Save and restore DataFrame, and serialize()/deserialize()


#1

dear j wizardsβ€”is there a mechanism to save and restore a DataFrame in binary format to disk, with all type information? serialize() and deserialize() do not work for DataFrame in DataFrames.jl 0.11.5 .

incidentally, serialize() and deserialize() only have an iostream but not a filename based interface. would be nice to be built in and easy to implement.

regards, /iaw


#2

#3

Also worth trying: https://github.com/MikeInnes/BSON.jl


#4

JLD2 seems to work:

julia> using DataFrames

julia> df = DataFrame(A = [1,2,3], B=[1.0, 2.0, 3.0], C=["1", "2", "3"])
3Γ—3 DataFrames.DataFrame
β”‚ Row β”‚ A β”‚ B   β”‚ C   β”‚
β”œβ”€β”€β”€β”€β”€β”Όβ”€β”€β”€β”Όβ”€β”€β”€β”€β”€β”Όβ”€β”€β”€β”€β”€β”€
β”‚ 1   β”‚ 1 β”‚ 1.0 β”‚ "1" β”‚
β”‚ 2   β”‚ 2 β”‚ 2.0 β”‚ "2" β”‚
β”‚ 3   β”‚ 3 β”‚ 3.0 β”‚ "3" β”‚

Save:

julia> using JLD2

julia> jldopen("df.jld2", "w") do file
         file["df"] = df
       end;

Load:

julia> jldopen("df.jld2") do file
           file["df"]
       end
3Γ—3 DataFrames.DataFrame
β”‚ Row β”‚ A β”‚ B   β”‚ C   β”‚
β”œβ”€β”€β”€β”€β”€β”Όβ”€β”€β”€β”Όβ”€β”€β”€β”€β”€β”Όβ”€β”€β”€β”€β”€β”€
β”‚ 1   β”‚ 1 β”‚ 1.0 β”‚ "1" β”‚
β”‚ 2   β”‚ 2 β”‚ 2.0 β”‚ "2" β”‚
β”‚ 3   β”‚ 3 β”‚ 3.0 β”‚ "3" β”‚

#5

Feather is also quite nice, and is a standard format that is also available in other languages. I have a PR to it which drastically speeds it up and offers some really nice random access features. I think it is having to wait on some other things in the ecosystem to mature a little, but I hope to get it merged at some point in the not so distant future. The existing master should work fine though.


#6

thanks, everyone.
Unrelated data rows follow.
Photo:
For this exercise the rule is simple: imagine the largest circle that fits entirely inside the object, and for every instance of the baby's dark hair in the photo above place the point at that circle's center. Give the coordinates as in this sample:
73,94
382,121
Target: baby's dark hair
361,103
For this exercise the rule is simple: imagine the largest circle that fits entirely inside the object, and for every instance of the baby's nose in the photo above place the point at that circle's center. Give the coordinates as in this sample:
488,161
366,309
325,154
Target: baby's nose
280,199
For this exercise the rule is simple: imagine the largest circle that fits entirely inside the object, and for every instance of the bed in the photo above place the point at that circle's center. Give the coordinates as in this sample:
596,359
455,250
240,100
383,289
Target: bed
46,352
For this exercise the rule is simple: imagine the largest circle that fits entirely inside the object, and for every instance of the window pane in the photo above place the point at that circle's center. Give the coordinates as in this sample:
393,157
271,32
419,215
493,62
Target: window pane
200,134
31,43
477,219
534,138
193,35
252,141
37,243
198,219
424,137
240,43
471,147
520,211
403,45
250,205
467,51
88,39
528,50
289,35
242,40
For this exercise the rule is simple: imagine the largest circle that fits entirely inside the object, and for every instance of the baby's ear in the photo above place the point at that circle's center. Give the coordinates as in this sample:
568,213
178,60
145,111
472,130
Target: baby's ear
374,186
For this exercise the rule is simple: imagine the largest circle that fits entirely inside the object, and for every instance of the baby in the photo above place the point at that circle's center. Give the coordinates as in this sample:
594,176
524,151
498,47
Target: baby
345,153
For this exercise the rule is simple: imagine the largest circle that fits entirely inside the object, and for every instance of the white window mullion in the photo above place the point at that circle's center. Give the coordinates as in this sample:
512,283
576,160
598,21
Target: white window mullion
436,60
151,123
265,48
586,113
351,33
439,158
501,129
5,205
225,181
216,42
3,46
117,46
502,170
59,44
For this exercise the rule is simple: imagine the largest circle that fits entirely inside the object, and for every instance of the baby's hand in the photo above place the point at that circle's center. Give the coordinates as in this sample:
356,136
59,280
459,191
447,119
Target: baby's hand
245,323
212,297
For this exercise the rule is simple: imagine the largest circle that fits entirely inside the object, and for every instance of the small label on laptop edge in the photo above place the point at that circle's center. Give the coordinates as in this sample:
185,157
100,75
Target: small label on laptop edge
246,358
I think the *SON formats lose type information.

JLD2 looks good. alas, is this specialized and possibly slower overkill? (it seems designed as an interchange format, rather than as a β€œnative” representation.)

Would it not be desirable/easy(?) to have a standard function, like serialize (or extend serialize), that is the generic equivalent of copy() (or deepcopy()), that would binary-write the full internal julia object representation to disk rather than to another memory location? (Could it then be read again?) . I do not know the julia internals, so this may be an absurd and ignorant suggestion.

related question: Is it possible to read back and evaluate the output of dump()?

regards,

/iaw


#7

Isn’t that exactly what serialize already does?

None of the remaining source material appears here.